Higher Heights: What do you feel is the single most pressing issue facing Black women today and why?
Senator Taylor: I don’t think you can narrow it to a single issue. Although African-American women have witnessed great progress on many fronts, we have many areas of concern that we can’t ignore. Whether it’s our overall health and the alarming rate of obesity and stress induced medical problems, the challenges of illiteracy facing our children, or the pipelines to prison facing our men and young boys, our communities are in a state of crisis.
Currently, only 15 percent of African-American children can read on grade level, 30 percent of parents are functionally literate, and high school graduation rates for our children are holding at 68%. Education is the first step to addressing many of the issues facing our families, and by default Black women.
Higher Heights: Tell us about a woman mentor that has helped you on your journey?
Senator Taylor: Without fail, my mother has had the most influence on my life.
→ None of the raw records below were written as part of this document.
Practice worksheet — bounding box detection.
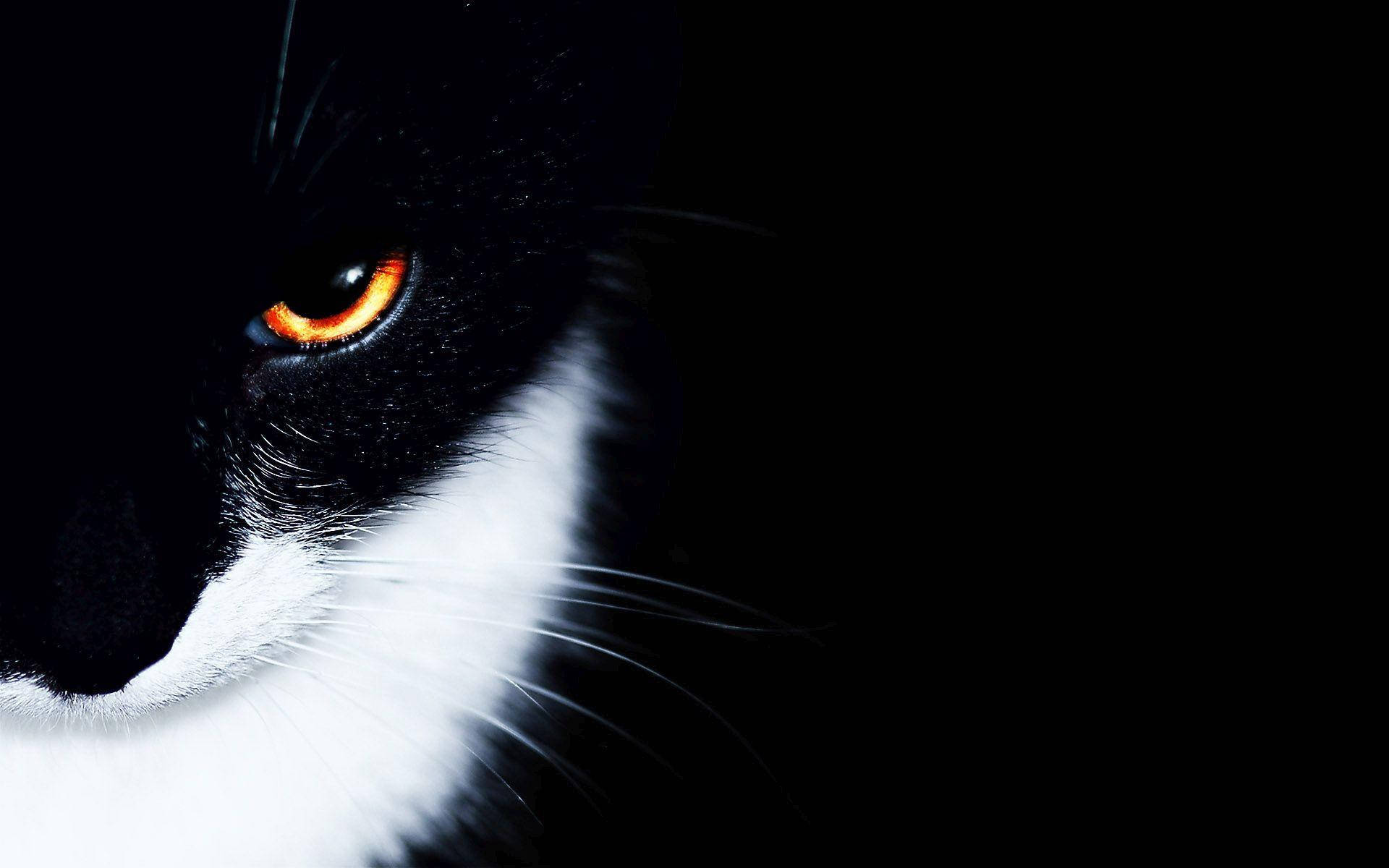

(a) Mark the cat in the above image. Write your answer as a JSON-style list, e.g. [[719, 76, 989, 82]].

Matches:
[[0, 0, 833, 865]]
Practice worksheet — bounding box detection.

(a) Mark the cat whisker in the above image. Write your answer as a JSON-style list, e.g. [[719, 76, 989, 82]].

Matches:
[[318, 604, 800, 812], [334, 571, 806, 634], [268, 640, 603, 814], [289, 57, 341, 157], [304, 676, 545, 829], [323, 556, 797, 631], [269, 0, 296, 145]]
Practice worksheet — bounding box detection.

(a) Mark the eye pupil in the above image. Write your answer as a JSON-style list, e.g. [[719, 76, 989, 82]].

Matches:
[[263, 252, 406, 344]]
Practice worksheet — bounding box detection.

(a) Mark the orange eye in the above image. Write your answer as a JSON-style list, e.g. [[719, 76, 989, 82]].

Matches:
[[261, 254, 406, 344]]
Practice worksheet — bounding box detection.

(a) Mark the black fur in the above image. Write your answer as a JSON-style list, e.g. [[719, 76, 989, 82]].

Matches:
[[0, 1, 674, 693]]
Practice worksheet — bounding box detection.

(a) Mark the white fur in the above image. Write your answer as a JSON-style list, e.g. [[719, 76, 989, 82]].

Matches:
[[0, 323, 608, 867]]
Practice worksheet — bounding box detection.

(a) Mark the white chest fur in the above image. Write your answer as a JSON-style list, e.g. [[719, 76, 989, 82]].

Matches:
[[0, 328, 608, 867]]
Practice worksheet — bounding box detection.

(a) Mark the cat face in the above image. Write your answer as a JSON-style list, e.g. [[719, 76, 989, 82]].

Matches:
[[0, 3, 668, 705]]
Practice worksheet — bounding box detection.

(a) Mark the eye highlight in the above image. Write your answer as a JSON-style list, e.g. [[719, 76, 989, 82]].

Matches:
[[261, 252, 406, 346]]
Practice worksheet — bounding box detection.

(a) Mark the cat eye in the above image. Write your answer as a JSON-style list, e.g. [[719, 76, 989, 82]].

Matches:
[[261, 252, 406, 346]]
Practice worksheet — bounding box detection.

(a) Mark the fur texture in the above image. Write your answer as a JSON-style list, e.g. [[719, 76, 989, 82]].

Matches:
[[0, 323, 601, 865]]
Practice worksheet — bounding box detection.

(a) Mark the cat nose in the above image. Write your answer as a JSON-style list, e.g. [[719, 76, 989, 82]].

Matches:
[[20, 482, 192, 694]]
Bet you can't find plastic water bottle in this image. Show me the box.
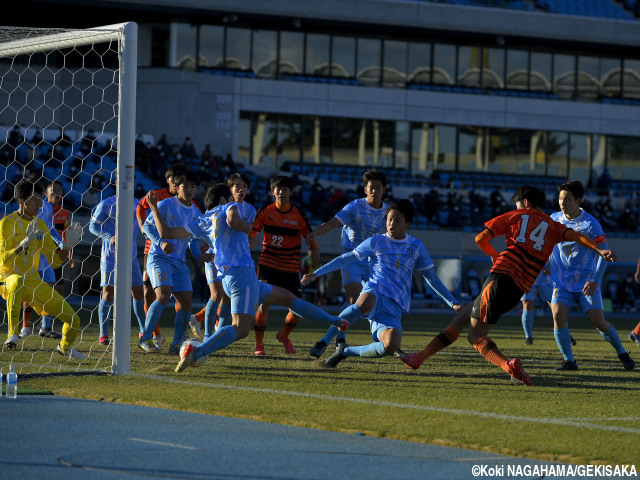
[7,364,18,398]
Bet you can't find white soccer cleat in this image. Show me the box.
[56,344,87,360]
[153,334,164,350]
[4,335,20,348]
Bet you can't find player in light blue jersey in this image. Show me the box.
[302,200,461,367]
[147,173,346,372]
[138,170,211,354]
[549,180,635,370]
[89,195,145,345]
[307,169,388,358]
[522,264,553,345]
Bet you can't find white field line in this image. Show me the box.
[132,374,640,434]
[128,437,200,450]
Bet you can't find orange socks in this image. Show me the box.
[253,312,267,346]
[416,326,460,363]
[22,302,33,327]
[473,337,511,375]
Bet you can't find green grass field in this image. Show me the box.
[12,309,640,466]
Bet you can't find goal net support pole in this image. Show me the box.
[112,22,138,375]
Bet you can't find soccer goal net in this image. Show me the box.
[0,23,137,376]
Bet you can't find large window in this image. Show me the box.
[529,52,553,92]
[305,33,331,76]
[198,25,224,67]
[622,60,640,98]
[170,23,197,70]
[356,38,382,85]
[251,30,278,78]
[506,50,530,90]
[407,42,431,83]
[331,37,356,77]
[542,132,569,177]
[383,40,407,86]
[431,43,456,85]
[224,28,251,70]
[553,54,577,98]
[608,136,640,180]
[569,133,591,186]
[279,32,304,76]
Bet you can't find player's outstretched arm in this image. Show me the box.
[300,251,358,285]
[476,228,500,263]
[564,229,618,262]
[420,268,462,312]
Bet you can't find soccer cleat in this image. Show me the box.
[556,360,578,370]
[138,340,160,353]
[189,315,202,340]
[507,358,533,387]
[4,335,20,349]
[309,340,327,358]
[333,317,349,332]
[276,332,298,355]
[56,344,87,360]
[398,352,422,370]
[38,327,62,338]
[324,343,349,368]
[153,334,164,351]
[175,343,194,373]
[618,352,636,370]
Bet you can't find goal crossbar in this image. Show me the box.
[0,23,127,58]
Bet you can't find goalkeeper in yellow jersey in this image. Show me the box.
[0,179,85,360]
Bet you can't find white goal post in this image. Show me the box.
[0,22,138,375]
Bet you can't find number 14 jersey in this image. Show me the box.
[484,208,570,293]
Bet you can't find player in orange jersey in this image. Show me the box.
[399,185,617,385]
[250,175,320,355]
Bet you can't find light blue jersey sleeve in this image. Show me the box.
[142,222,162,246]
[314,252,359,277]
[184,215,216,248]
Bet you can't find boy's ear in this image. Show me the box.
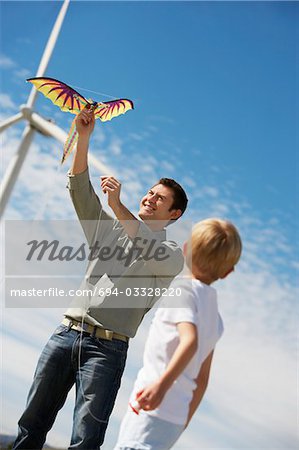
[220,267,235,280]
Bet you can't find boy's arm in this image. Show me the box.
[185,351,214,428]
[136,322,197,411]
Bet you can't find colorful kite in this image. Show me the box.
[27,77,134,164]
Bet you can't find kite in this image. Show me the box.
[27,77,134,164]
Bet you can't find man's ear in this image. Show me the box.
[171,209,182,220]
[220,267,235,280]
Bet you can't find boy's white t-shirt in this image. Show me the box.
[130,279,223,425]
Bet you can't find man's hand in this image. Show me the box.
[136,381,167,411]
[101,176,121,209]
[76,107,95,138]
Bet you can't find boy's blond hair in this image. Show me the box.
[186,219,242,281]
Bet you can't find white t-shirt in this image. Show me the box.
[130,279,223,425]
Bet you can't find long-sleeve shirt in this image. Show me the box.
[65,170,184,337]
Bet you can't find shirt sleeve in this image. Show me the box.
[157,279,198,325]
[67,169,113,245]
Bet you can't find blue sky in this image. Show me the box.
[0,1,298,449]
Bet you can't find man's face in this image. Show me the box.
[138,184,181,226]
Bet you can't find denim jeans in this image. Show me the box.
[13,325,128,450]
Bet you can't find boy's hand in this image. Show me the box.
[136,381,167,411]
[76,107,95,138]
[101,176,121,209]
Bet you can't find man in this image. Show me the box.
[14,109,188,449]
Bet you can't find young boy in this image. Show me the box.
[114,219,242,450]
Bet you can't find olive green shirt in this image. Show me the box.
[65,170,184,337]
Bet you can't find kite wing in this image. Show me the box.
[94,98,134,122]
[27,77,89,114]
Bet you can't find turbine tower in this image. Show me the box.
[0,0,111,219]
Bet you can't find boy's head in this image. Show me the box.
[186,219,242,284]
[139,178,188,228]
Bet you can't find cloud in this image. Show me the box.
[0,93,17,109]
[2,118,298,450]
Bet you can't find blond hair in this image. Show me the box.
[186,219,242,281]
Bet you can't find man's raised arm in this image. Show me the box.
[71,109,95,175]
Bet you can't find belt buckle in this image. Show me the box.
[105,330,114,341]
[79,322,89,331]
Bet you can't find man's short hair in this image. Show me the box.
[156,178,188,215]
[186,219,242,281]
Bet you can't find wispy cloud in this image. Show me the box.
[0,54,17,69]
[0,93,17,109]
[3,118,298,450]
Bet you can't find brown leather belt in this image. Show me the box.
[62,317,129,342]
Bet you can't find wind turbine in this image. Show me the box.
[0,0,112,218]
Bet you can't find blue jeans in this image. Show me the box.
[13,325,128,449]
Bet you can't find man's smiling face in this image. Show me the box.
[138,184,181,226]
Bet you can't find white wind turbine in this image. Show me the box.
[0,0,111,218]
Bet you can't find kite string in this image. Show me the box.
[72,85,117,99]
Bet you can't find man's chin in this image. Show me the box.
[138,211,153,222]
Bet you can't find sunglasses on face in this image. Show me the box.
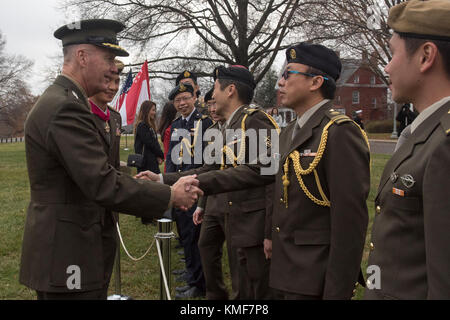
[281,70,328,80]
[173,97,193,104]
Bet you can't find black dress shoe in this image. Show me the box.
[175,285,192,292]
[172,269,187,276]
[175,287,205,299]
[175,272,188,282]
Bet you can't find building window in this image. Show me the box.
[352,91,359,104]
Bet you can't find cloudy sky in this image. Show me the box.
[0,0,127,94]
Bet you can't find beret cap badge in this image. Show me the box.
[290,49,297,59]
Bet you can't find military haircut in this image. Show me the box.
[306,66,336,100]
[217,79,255,104]
[398,33,450,79]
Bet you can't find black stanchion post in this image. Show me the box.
[155,218,175,300]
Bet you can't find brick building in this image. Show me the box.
[334,57,388,122]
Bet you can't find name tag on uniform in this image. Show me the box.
[300,149,317,157]
[392,188,405,197]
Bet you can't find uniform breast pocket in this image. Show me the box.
[50,205,104,290]
[294,229,330,246]
[388,193,422,211]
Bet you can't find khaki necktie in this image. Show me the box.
[394,125,411,152]
[292,122,301,141]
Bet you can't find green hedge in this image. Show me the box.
[364,119,399,133]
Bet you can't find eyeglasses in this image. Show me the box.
[281,70,328,80]
[173,97,192,104]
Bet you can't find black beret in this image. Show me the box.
[213,65,256,89]
[286,42,342,81]
[53,19,129,57]
[204,88,214,102]
[169,83,194,100]
[175,70,197,86]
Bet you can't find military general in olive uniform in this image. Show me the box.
[19,20,201,299]
[364,0,450,299]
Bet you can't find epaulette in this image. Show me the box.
[108,106,120,114]
[244,108,260,115]
[325,109,353,125]
[441,110,450,136]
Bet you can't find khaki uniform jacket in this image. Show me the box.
[20,76,171,292]
[163,107,275,247]
[270,103,370,299]
[364,103,450,299]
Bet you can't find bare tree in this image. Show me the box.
[254,69,278,109]
[296,0,405,83]
[66,0,304,82]
[0,32,36,136]
[0,79,37,137]
[0,31,33,100]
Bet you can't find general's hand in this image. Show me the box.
[172,175,203,211]
[264,239,272,260]
[134,170,159,182]
[192,208,205,226]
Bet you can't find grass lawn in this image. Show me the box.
[0,137,390,300]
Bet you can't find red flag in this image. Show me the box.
[122,61,150,125]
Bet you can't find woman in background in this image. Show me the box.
[158,101,177,172]
[134,100,164,173]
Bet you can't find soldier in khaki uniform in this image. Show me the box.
[139,66,278,299]
[151,44,370,299]
[364,0,450,299]
[270,43,370,300]
[175,70,209,116]
[19,20,201,299]
[189,89,239,300]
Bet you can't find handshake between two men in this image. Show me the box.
[135,171,203,211]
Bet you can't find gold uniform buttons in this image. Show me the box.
[375,206,381,214]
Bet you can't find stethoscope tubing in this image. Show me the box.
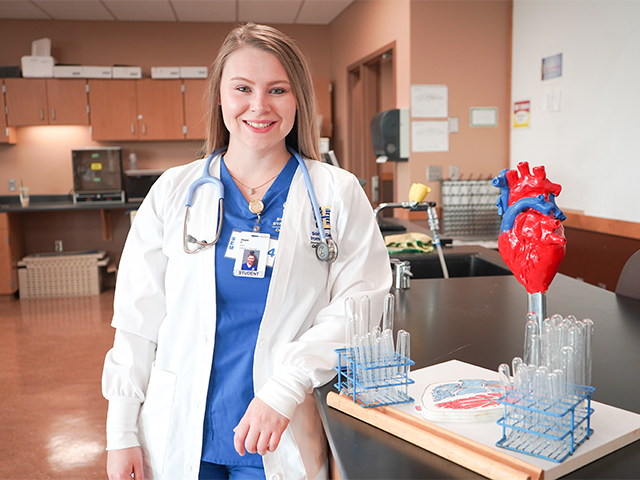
[183,145,335,261]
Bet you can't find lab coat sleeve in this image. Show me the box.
[102,175,166,450]
[257,175,391,419]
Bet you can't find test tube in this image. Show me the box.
[582,318,593,387]
[524,312,540,365]
[528,334,542,367]
[560,347,575,395]
[541,318,558,370]
[569,322,584,385]
[396,330,411,375]
[344,297,356,318]
[511,357,522,382]
[498,363,511,395]
[382,293,396,332]
[551,313,564,327]
[360,295,371,332]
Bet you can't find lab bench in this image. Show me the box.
[315,262,640,480]
[0,195,140,295]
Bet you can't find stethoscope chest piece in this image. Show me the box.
[316,237,338,263]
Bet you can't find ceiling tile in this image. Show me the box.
[171,0,236,23]
[32,0,114,20]
[103,0,176,22]
[238,0,302,23]
[296,0,353,25]
[0,0,51,20]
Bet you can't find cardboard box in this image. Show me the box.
[151,67,180,79]
[22,55,56,78]
[53,65,83,78]
[31,38,51,57]
[111,65,142,78]
[82,65,112,78]
[180,67,208,78]
[0,65,22,78]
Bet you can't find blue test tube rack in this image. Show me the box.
[496,385,595,463]
[335,348,415,408]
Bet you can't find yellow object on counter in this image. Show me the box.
[409,183,431,203]
[385,232,433,253]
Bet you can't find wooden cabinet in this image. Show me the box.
[89,79,184,141]
[0,83,16,143]
[182,78,207,140]
[0,213,24,295]
[4,78,89,127]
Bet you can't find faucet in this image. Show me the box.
[373,200,436,221]
[373,200,449,278]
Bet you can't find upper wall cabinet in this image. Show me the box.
[0,85,15,143]
[89,79,184,141]
[4,78,89,127]
[182,79,207,140]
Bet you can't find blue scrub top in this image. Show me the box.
[202,157,298,466]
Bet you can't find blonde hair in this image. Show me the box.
[204,23,320,160]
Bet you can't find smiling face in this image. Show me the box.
[220,47,296,154]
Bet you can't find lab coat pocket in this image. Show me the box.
[139,362,176,473]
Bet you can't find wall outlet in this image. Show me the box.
[427,165,442,182]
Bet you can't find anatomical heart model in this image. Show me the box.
[493,162,567,322]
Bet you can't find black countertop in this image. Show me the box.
[0,195,140,213]
[316,262,640,480]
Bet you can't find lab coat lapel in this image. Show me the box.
[261,168,310,336]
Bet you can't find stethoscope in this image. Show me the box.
[183,145,338,263]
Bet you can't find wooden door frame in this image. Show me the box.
[347,42,396,203]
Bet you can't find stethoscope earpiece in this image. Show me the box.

She nurtured my independence, encouraged my curiosity, and grounded my values. When struggling with my life’s direction, my mother carved out a path for me. Ensuring that I enrolled in college, she provided me with an invaluable life tool, my education. In adversity and opportunity, my mother has taught me that strength, courage, and compassion coupled with hard work and determination, will take you just about anywhere you want to go in life.